Panel veri analizi yöntemi son dönemlerde sıklıkla kullanılan bir yöntemdir. Çünkü panel veri analizinde hem yatay kesit bağımlılığı hem de zaman analizi olmak üzere iki boyut vardır. Başka bir deyişle panel veri modelinde, N tane birim ve her birime karşı gelen T adet gözlem bulunmaktadır. Bu iki boyutun aynı anda kullanılması daha fazla bilgi kullanımı ve serbestlik derecesinde artış sağlamaktadır.

Eğer aynı kesit birimi zaman içinde izleniyorsa bu tür karma verilere Panel Veri adı verilir. Panel veride “birim” ifadesi bir bireyi, hane halkını, ülkeyi, firmayı, sektörü vb. ifade etmek için kullanılmaktadır. Panel veri analizinde örneklemdeki farklı zaman noktaları için bireysel gözlemler dikkate alınır ve bu örneklemdeki her bir bireysel veri için çoklu gözlemler oluşturulması sağlanır.

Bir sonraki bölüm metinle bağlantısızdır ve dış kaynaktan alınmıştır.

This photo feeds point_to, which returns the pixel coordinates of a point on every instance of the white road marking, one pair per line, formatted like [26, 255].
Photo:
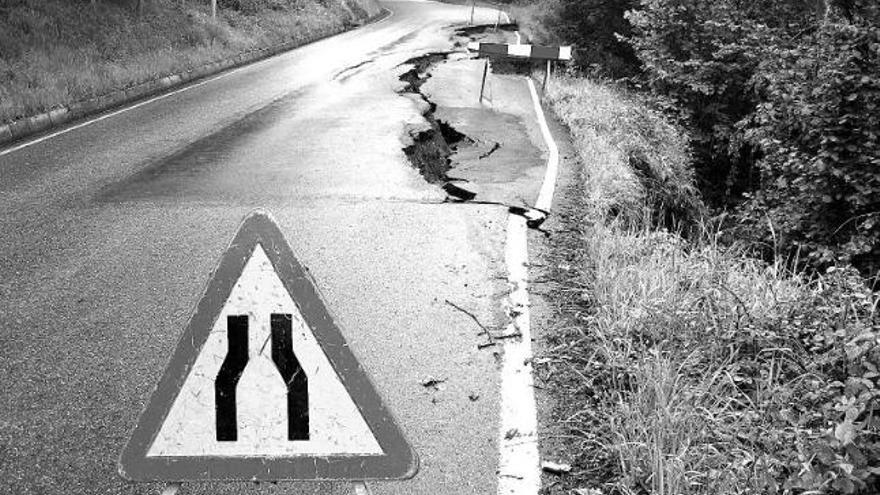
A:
[335, 423]
[519, 471]
[519, 466]
[154, 99]
[545, 197]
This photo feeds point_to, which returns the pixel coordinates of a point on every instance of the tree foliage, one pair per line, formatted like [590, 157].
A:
[781, 97]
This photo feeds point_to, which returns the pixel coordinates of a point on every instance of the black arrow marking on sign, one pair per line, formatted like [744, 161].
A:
[293, 375]
[228, 376]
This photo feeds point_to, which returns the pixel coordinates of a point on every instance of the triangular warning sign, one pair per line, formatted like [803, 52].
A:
[263, 386]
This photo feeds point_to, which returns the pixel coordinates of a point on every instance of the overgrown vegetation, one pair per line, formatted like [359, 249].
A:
[732, 348]
[780, 99]
[688, 366]
[55, 52]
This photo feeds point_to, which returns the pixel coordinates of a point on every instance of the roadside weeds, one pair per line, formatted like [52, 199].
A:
[681, 365]
[130, 58]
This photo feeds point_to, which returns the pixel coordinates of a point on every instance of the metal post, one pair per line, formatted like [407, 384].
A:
[483, 84]
[546, 77]
[171, 489]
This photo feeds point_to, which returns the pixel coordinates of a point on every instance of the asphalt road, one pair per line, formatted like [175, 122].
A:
[110, 232]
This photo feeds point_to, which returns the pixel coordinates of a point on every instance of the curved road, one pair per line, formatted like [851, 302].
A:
[110, 232]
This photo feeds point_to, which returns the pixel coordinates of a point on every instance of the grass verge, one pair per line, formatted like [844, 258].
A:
[57, 52]
[682, 365]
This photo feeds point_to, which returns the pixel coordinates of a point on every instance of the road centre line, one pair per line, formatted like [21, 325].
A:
[162, 96]
[519, 470]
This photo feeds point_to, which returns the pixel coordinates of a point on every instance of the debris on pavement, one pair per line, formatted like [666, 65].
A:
[433, 383]
[555, 468]
[458, 193]
[534, 216]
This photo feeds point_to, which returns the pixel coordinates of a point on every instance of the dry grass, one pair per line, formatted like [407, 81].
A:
[55, 52]
[689, 367]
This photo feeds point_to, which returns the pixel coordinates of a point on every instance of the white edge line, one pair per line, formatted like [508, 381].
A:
[519, 471]
[162, 96]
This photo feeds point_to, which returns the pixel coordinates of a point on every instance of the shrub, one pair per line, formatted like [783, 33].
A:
[818, 128]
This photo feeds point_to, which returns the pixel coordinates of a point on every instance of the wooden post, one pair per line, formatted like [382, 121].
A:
[483, 84]
[546, 77]
[171, 489]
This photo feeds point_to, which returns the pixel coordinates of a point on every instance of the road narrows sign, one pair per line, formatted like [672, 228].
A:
[262, 384]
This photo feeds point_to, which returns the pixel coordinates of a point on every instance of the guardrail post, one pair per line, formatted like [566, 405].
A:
[546, 76]
[483, 84]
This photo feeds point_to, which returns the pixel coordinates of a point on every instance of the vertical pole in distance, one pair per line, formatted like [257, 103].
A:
[171, 489]
[546, 77]
[483, 84]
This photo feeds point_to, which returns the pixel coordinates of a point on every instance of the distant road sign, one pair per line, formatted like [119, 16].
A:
[522, 51]
[263, 386]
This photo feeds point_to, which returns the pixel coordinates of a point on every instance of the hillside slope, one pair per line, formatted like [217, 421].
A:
[55, 52]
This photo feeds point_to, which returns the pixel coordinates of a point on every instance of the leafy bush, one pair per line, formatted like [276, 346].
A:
[818, 129]
[781, 98]
[594, 26]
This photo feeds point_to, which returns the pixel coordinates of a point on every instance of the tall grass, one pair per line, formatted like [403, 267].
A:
[688, 366]
[55, 52]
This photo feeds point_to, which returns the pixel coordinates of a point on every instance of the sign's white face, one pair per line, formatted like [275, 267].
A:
[335, 425]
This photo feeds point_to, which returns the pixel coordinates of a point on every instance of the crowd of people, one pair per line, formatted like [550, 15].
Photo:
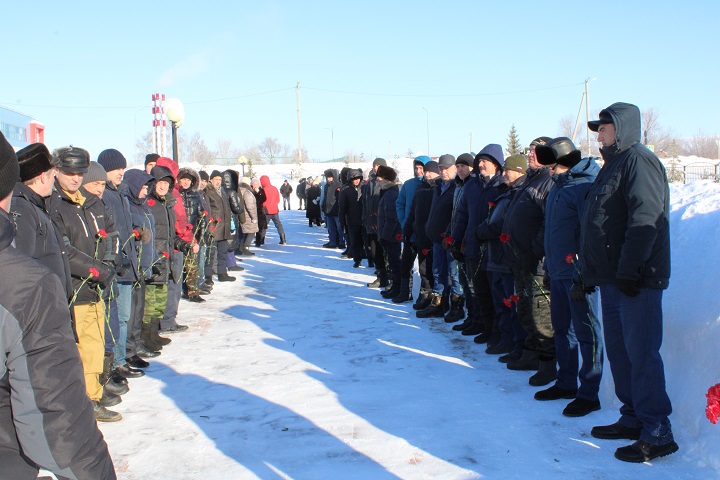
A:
[125, 246]
[97, 258]
[496, 239]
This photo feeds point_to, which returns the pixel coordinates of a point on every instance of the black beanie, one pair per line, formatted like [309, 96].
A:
[9, 168]
[111, 160]
[151, 157]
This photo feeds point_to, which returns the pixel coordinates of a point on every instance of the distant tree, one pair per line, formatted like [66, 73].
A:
[271, 150]
[513, 145]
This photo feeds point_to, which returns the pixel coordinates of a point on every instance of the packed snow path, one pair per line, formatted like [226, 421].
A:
[298, 371]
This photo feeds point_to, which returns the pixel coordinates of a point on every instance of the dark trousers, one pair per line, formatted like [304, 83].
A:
[221, 246]
[633, 336]
[427, 281]
[511, 332]
[533, 309]
[577, 328]
[354, 242]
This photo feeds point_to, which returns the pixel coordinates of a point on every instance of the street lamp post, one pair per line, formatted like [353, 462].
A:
[427, 127]
[176, 114]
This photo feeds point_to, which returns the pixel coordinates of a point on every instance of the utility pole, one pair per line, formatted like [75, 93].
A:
[297, 94]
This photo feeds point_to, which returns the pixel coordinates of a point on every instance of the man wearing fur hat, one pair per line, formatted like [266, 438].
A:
[38, 354]
[36, 234]
[625, 250]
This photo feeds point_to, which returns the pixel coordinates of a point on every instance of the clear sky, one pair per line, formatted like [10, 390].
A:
[380, 74]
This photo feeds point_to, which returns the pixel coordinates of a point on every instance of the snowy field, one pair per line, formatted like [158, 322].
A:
[299, 371]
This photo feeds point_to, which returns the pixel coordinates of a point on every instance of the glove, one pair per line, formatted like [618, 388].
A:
[578, 292]
[628, 287]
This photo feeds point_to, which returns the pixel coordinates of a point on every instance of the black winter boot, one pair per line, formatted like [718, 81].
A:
[434, 309]
[547, 372]
[405, 294]
[528, 361]
[456, 312]
[423, 300]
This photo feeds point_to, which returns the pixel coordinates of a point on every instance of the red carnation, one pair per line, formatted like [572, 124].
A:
[712, 411]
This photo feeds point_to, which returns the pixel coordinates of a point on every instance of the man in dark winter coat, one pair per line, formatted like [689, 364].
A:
[389, 230]
[350, 214]
[479, 191]
[403, 207]
[330, 208]
[576, 323]
[415, 229]
[373, 248]
[285, 191]
[36, 234]
[46, 419]
[524, 231]
[445, 270]
[625, 250]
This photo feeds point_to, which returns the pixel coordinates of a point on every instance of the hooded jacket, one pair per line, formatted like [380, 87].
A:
[332, 192]
[41, 375]
[625, 227]
[37, 236]
[272, 196]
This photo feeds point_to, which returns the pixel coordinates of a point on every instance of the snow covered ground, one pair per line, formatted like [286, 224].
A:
[299, 371]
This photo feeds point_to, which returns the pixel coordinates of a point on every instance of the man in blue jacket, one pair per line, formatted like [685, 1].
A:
[574, 315]
[403, 206]
[625, 250]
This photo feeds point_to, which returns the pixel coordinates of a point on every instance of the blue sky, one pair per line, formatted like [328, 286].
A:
[368, 70]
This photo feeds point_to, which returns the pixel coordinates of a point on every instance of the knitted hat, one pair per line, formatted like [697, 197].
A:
[446, 160]
[34, 160]
[386, 172]
[9, 168]
[559, 150]
[151, 158]
[516, 163]
[465, 159]
[95, 173]
[73, 159]
[540, 141]
[111, 160]
[432, 166]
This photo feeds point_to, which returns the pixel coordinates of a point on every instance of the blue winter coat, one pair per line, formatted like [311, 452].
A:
[563, 209]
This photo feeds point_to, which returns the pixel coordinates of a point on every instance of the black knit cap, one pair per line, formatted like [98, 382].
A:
[9, 168]
[112, 159]
[386, 172]
[73, 159]
[34, 160]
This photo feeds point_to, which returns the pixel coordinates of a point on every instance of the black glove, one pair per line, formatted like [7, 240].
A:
[107, 274]
[628, 287]
[578, 292]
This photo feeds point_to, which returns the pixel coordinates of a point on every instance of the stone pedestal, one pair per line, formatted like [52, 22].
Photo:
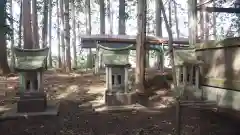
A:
[120, 98]
[32, 102]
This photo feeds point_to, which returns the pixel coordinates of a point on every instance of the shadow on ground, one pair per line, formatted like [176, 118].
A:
[74, 119]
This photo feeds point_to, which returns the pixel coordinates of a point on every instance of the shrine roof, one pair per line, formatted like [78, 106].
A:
[185, 57]
[150, 40]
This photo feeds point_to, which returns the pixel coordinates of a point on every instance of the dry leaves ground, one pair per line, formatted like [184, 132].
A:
[74, 90]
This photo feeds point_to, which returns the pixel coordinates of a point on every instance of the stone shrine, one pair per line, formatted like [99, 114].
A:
[117, 85]
[30, 64]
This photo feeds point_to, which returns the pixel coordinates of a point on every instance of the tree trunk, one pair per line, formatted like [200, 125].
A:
[140, 48]
[192, 22]
[214, 22]
[170, 42]
[160, 57]
[102, 31]
[58, 35]
[88, 17]
[170, 13]
[74, 34]
[45, 24]
[20, 28]
[102, 17]
[35, 24]
[176, 18]
[4, 68]
[50, 34]
[12, 35]
[88, 29]
[62, 35]
[27, 30]
[121, 23]
[110, 17]
[67, 36]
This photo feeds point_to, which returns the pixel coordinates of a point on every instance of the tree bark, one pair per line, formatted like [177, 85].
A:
[170, 13]
[170, 43]
[20, 28]
[62, 35]
[192, 22]
[27, 30]
[110, 16]
[4, 68]
[160, 57]
[102, 16]
[58, 35]
[35, 24]
[12, 35]
[45, 24]
[50, 34]
[88, 28]
[176, 18]
[140, 48]
[74, 34]
[121, 26]
[67, 35]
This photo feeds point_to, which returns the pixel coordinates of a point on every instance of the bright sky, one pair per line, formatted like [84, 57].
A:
[130, 23]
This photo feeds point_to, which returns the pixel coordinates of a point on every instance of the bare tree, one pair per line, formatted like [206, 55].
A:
[74, 34]
[35, 24]
[27, 30]
[50, 34]
[20, 28]
[67, 35]
[62, 35]
[140, 47]
[58, 35]
[170, 42]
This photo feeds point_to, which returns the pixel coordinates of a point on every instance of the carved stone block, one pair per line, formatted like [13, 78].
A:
[32, 102]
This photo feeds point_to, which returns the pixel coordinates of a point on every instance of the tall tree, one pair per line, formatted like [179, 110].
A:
[121, 27]
[62, 35]
[160, 58]
[27, 30]
[110, 16]
[35, 24]
[4, 68]
[176, 18]
[102, 31]
[20, 27]
[170, 42]
[50, 34]
[170, 13]
[74, 34]
[58, 35]
[140, 47]
[12, 35]
[45, 24]
[67, 35]
[102, 16]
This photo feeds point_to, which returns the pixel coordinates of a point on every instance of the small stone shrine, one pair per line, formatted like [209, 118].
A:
[30, 64]
[188, 68]
[117, 92]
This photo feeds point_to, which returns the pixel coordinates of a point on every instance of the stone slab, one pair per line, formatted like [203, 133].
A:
[10, 111]
[119, 98]
[134, 108]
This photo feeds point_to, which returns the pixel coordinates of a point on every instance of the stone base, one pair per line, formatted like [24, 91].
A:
[32, 102]
[10, 111]
[119, 98]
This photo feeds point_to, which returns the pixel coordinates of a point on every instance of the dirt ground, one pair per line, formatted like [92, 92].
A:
[77, 89]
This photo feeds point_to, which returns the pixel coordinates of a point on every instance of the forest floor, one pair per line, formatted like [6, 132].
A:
[74, 90]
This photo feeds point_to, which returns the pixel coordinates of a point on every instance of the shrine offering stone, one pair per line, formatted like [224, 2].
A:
[120, 98]
[32, 102]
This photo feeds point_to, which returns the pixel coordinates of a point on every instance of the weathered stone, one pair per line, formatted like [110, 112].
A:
[32, 102]
[120, 98]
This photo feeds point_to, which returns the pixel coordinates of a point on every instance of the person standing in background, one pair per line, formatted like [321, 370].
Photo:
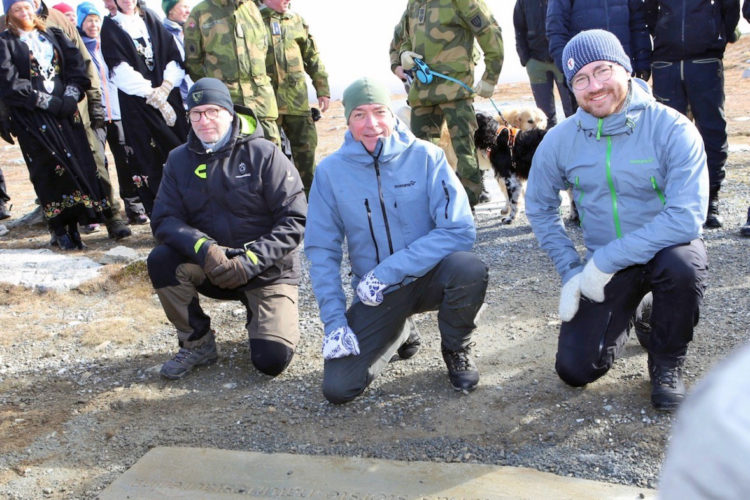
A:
[533, 51]
[442, 35]
[688, 73]
[176, 13]
[292, 52]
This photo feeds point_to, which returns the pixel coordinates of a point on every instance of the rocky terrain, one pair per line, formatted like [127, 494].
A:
[81, 399]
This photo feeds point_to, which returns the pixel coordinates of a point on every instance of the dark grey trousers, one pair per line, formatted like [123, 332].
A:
[455, 288]
[590, 342]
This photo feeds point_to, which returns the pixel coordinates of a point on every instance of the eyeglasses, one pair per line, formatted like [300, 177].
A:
[602, 74]
[210, 114]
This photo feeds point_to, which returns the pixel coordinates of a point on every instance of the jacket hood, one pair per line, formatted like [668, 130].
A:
[639, 97]
[245, 127]
[386, 150]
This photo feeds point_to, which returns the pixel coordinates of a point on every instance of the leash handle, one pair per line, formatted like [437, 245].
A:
[425, 75]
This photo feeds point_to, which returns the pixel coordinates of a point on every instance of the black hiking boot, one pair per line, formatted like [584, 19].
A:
[462, 372]
[188, 358]
[667, 387]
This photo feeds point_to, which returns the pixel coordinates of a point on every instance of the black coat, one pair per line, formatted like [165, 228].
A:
[247, 192]
[531, 37]
[61, 165]
[691, 29]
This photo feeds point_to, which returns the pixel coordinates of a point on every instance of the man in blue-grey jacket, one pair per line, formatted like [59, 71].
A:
[639, 177]
[408, 230]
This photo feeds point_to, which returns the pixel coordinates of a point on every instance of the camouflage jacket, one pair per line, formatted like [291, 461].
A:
[228, 41]
[292, 52]
[443, 31]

Yatay kesit veri birçok birim için sadece bir dönem hakkında bilgi verirken, zaman serisi verisi sadece bir birimin dönemlere göre bilgisini vermektedir. Hem dönemlere hem de birimlere göre bilgiler isteniyorsa, panel veri kullanılmalıdır. Yatay kesit verilerinin yıllar itibariyle aldıkları değerler söz konusu olduğundan panel veri analizinin temelinde tekrarlı varyans analizi ile iki yönlü ( birim ve zaman) varyans analizi modellerinin bulunduğu söylenebilir.

41 Fress, E.W., Longitudinal and Panel Data, Analysis and Applications in the Social Sciences, USAi Cambridge University Press, 2004, p.2.

Panel veriler; dengeli ve dengesiz panel olarak ikiye ayrılır. Dengeli panelde her bir birim tüm zamanlar boyunca gözlemlenmiştir. Dengesiz panelde ise bazı birimler için bazı dönemlere ait bilgiler kayıptır. Dengeli/Tamamlanmış (complate) Panel Veriler için geliştirilmiş tahmin yöntemleri ve testlerin, dengesiz/tamamlanmamış (incomplate) paneller için kullanımında bazı kısıtlamalar söz konusudur.

Dengesiz panel veri setleriyle çalışabilmek için bazı yönetemler kullanılır. Verilerdeki kayıp gözlemlerde tesadüfilik varsa dengeli panel için kullanılan metodlar dengesiz paneller için geliştirilmekte ve tahminler tutarlı olmaktadır. Kayıp gözlemi olan veriyi kaybetmektense bazı algoritmalar kullanılarak bu boşlukların doldurulması önerilebilmektedir.